The Gilbert Scott : Restaurant Review

One of the most beautiful, iconic stand out buildings in London has to be the refurbished St Pancras Station. The designers have managed to blend modern architecture whilst restoring the grand old station to it's former glories all in one go. On the site of the original Midland Hotel now sits the Renaissance Hotel and housed within it, as a kind of tribute to the architect Sir George Gilbert Scott and other British pioneers of cooking is The Gilbert Scott restaurant, headed by one of England's finest, Marcus Wareing.

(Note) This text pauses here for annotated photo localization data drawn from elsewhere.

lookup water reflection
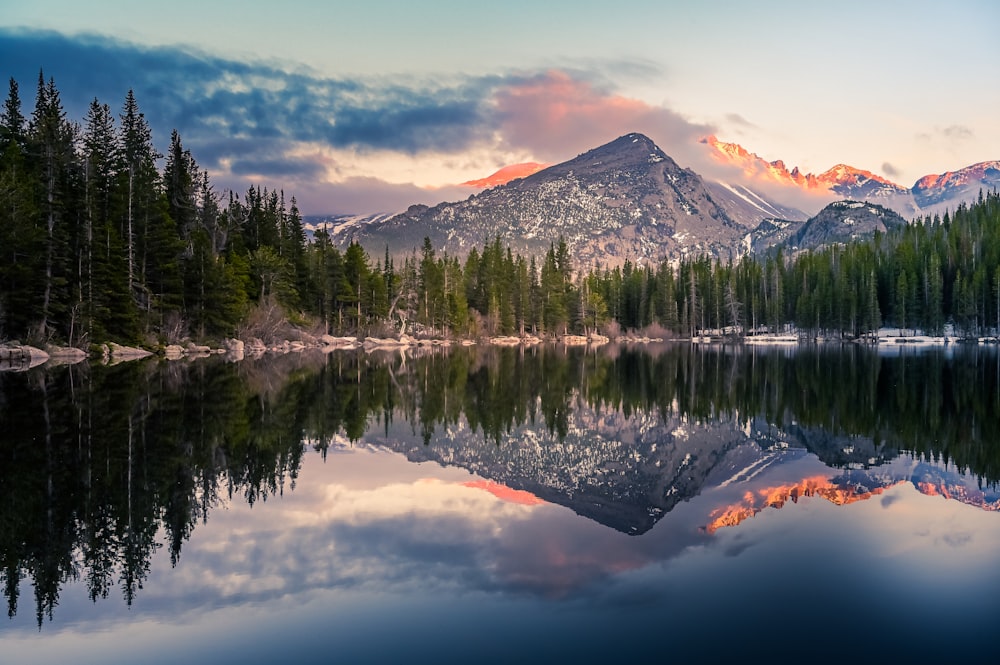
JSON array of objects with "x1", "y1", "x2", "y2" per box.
[{"x1": 1, "y1": 343, "x2": 998, "y2": 649}]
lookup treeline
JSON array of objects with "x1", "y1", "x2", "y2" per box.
[
  {"x1": 337, "y1": 191, "x2": 1000, "y2": 340},
  {"x1": 0, "y1": 72, "x2": 313, "y2": 345},
  {"x1": 3, "y1": 71, "x2": 1000, "y2": 345}
]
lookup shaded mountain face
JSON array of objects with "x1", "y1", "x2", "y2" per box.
[
  {"x1": 748, "y1": 200, "x2": 907, "y2": 254},
  {"x1": 332, "y1": 133, "x2": 793, "y2": 266},
  {"x1": 704, "y1": 181, "x2": 809, "y2": 227}
]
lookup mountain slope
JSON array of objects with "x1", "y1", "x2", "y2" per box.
[{"x1": 705, "y1": 180, "x2": 808, "y2": 227}]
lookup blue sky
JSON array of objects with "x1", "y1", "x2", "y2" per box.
[{"x1": 1, "y1": 0, "x2": 997, "y2": 214}]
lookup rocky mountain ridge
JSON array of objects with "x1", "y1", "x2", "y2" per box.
[{"x1": 702, "y1": 135, "x2": 998, "y2": 217}]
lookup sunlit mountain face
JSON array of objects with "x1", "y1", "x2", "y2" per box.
[
  {"x1": 700, "y1": 135, "x2": 998, "y2": 217},
  {"x1": 911, "y1": 160, "x2": 1000, "y2": 208},
  {"x1": 705, "y1": 476, "x2": 903, "y2": 534},
  {"x1": 704, "y1": 470, "x2": 1000, "y2": 534},
  {"x1": 463, "y1": 479, "x2": 546, "y2": 506},
  {"x1": 462, "y1": 162, "x2": 549, "y2": 188},
  {"x1": 701, "y1": 135, "x2": 908, "y2": 196}
]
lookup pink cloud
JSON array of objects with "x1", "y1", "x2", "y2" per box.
[{"x1": 495, "y1": 71, "x2": 712, "y2": 167}]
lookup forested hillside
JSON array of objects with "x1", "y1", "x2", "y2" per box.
[{"x1": 2, "y1": 72, "x2": 999, "y2": 346}]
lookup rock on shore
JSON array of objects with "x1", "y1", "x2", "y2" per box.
[{"x1": 0, "y1": 344, "x2": 50, "y2": 371}]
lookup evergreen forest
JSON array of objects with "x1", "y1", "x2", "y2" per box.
[{"x1": 3, "y1": 72, "x2": 1000, "y2": 346}]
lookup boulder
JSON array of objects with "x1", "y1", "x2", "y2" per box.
[
  {"x1": 46, "y1": 345, "x2": 87, "y2": 360},
  {"x1": 107, "y1": 342, "x2": 153, "y2": 359},
  {"x1": 164, "y1": 345, "x2": 185, "y2": 359}
]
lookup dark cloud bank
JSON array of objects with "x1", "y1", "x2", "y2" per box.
[
  {"x1": 1, "y1": 28, "x2": 509, "y2": 211},
  {"x1": 0, "y1": 28, "x2": 717, "y2": 214}
]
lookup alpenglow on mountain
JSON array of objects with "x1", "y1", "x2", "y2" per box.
[
  {"x1": 701, "y1": 135, "x2": 1000, "y2": 218},
  {"x1": 332, "y1": 133, "x2": 801, "y2": 267}
]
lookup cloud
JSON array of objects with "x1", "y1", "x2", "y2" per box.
[
  {"x1": 278, "y1": 177, "x2": 473, "y2": 217},
  {"x1": 724, "y1": 113, "x2": 757, "y2": 129},
  {"x1": 916, "y1": 124, "x2": 975, "y2": 145},
  {"x1": 941, "y1": 125, "x2": 974, "y2": 141},
  {"x1": 940, "y1": 531, "x2": 973, "y2": 548},
  {"x1": 881, "y1": 162, "x2": 901, "y2": 178},
  {"x1": 2, "y1": 29, "x2": 498, "y2": 155},
  {"x1": 0, "y1": 29, "x2": 501, "y2": 198}
]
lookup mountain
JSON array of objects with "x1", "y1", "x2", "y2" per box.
[
  {"x1": 912, "y1": 161, "x2": 1000, "y2": 209},
  {"x1": 703, "y1": 135, "x2": 1000, "y2": 218},
  {"x1": 333, "y1": 133, "x2": 797, "y2": 266},
  {"x1": 744, "y1": 217, "x2": 804, "y2": 255},
  {"x1": 747, "y1": 200, "x2": 908, "y2": 254}
]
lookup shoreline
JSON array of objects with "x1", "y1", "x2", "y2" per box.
[{"x1": 2, "y1": 328, "x2": 994, "y2": 372}]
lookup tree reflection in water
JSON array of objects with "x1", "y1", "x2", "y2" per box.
[{"x1": 1, "y1": 343, "x2": 998, "y2": 625}]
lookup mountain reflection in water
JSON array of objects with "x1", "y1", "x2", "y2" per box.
[{"x1": 1, "y1": 343, "x2": 998, "y2": 662}]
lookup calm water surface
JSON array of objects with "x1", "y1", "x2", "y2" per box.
[{"x1": 1, "y1": 343, "x2": 998, "y2": 663}]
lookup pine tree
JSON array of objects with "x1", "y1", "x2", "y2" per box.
[
  {"x1": 163, "y1": 130, "x2": 198, "y2": 243},
  {"x1": 0, "y1": 77, "x2": 38, "y2": 338},
  {"x1": 417, "y1": 237, "x2": 444, "y2": 331},
  {"x1": 283, "y1": 197, "x2": 309, "y2": 306},
  {"x1": 118, "y1": 89, "x2": 164, "y2": 324},
  {"x1": 81, "y1": 97, "x2": 136, "y2": 342},
  {"x1": 341, "y1": 242, "x2": 369, "y2": 330},
  {"x1": 28, "y1": 72, "x2": 77, "y2": 340},
  {"x1": 0, "y1": 78, "x2": 25, "y2": 153}
]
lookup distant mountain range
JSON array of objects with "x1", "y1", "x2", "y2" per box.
[
  {"x1": 324, "y1": 132, "x2": 998, "y2": 266},
  {"x1": 702, "y1": 135, "x2": 1000, "y2": 218}
]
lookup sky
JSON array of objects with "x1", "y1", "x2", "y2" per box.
[{"x1": 1, "y1": 0, "x2": 997, "y2": 215}]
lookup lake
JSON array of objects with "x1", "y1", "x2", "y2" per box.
[{"x1": 1, "y1": 343, "x2": 998, "y2": 663}]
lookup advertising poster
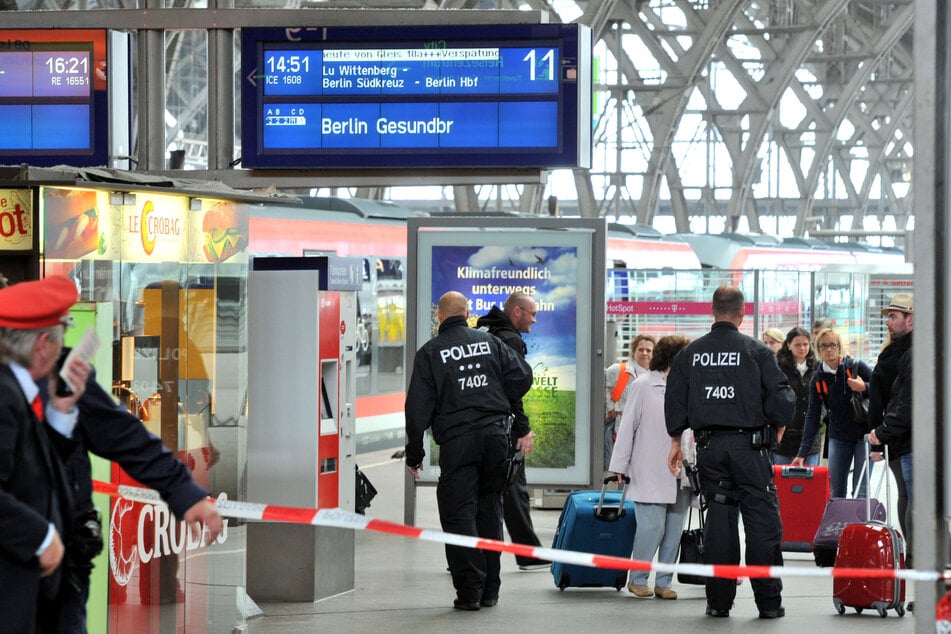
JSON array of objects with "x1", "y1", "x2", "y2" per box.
[
  {"x1": 43, "y1": 187, "x2": 117, "y2": 260},
  {"x1": 0, "y1": 189, "x2": 32, "y2": 251},
  {"x1": 189, "y1": 199, "x2": 250, "y2": 264},
  {"x1": 415, "y1": 228, "x2": 594, "y2": 484}
]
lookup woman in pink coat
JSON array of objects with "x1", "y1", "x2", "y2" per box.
[{"x1": 609, "y1": 335, "x2": 691, "y2": 600}]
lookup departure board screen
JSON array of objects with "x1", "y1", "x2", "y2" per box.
[
  {"x1": 240, "y1": 24, "x2": 591, "y2": 169},
  {"x1": 0, "y1": 30, "x2": 109, "y2": 167}
]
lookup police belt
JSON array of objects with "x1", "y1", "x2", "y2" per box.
[
  {"x1": 696, "y1": 426, "x2": 770, "y2": 447},
  {"x1": 703, "y1": 426, "x2": 765, "y2": 435}
]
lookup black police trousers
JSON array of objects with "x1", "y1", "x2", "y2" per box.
[
  {"x1": 697, "y1": 431, "x2": 783, "y2": 612},
  {"x1": 437, "y1": 424, "x2": 509, "y2": 603}
]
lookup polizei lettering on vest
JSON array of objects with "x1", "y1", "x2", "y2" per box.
[
  {"x1": 692, "y1": 351, "x2": 741, "y2": 367},
  {"x1": 440, "y1": 341, "x2": 491, "y2": 364}
]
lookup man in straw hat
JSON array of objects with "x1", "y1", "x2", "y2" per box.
[
  {"x1": 0, "y1": 276, "x2": 87, "y2": 632},
  {"x1": 868, "y1": 292, "x2": 913, "y2": 574}
]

How often do we go out for an English meal? Who even knows what one is anyway, Chicken Tikka Masala, Spag Bol? Well, this is a celebration of Great British ingredients and each dish is based on fresh, seasonal produce. There are no fancy sauces or garnishes with poncey French names nor foams, emulsions or liquid nitrogen. What you see is what you get.

To start we had the Mackerel tartare with cucumber, elderflower and gooseberry. This was brought to life by some chili and lime and just made me hungrier than ever. The roasted artichoke with girolles and samphire had great texture and a naturally salty, earthy deep taste. Both dishes were accompanied by a delightful Viognier.

For main we had Rump of Veal with juicy sweet onions and sage and Devilled Mackerel with plum tomatoes. You have to order additional sides which I feel a tad cheeky but the jersey royals and spring greens were summer on a plate on their own. With the Veal I had a glass of Chateau Musar which at £6 a go is an absolute bargain. It's one of my favourite wines and for me made the meal. I was so overcome in fact, I forgot to take any pics of the mains!

For pud, we opted for a couple of the lighter dishes. The Bourbon marinated pineapple with toasted marshmallow was inspired, whilst Mrs Beeton's snow egg, a poached meringue filled with marmalade, topped with crunchy toasted almonds and set on a pond of custard was as gentle a dessert as there is.

For two people, three courses with wine equates at about £55 per head including tip, but also a disappointing cover charge of £2pp which I thought we'd seen the last off. Nevertheless, for a taste of nostalgia I can highly recommend this venue.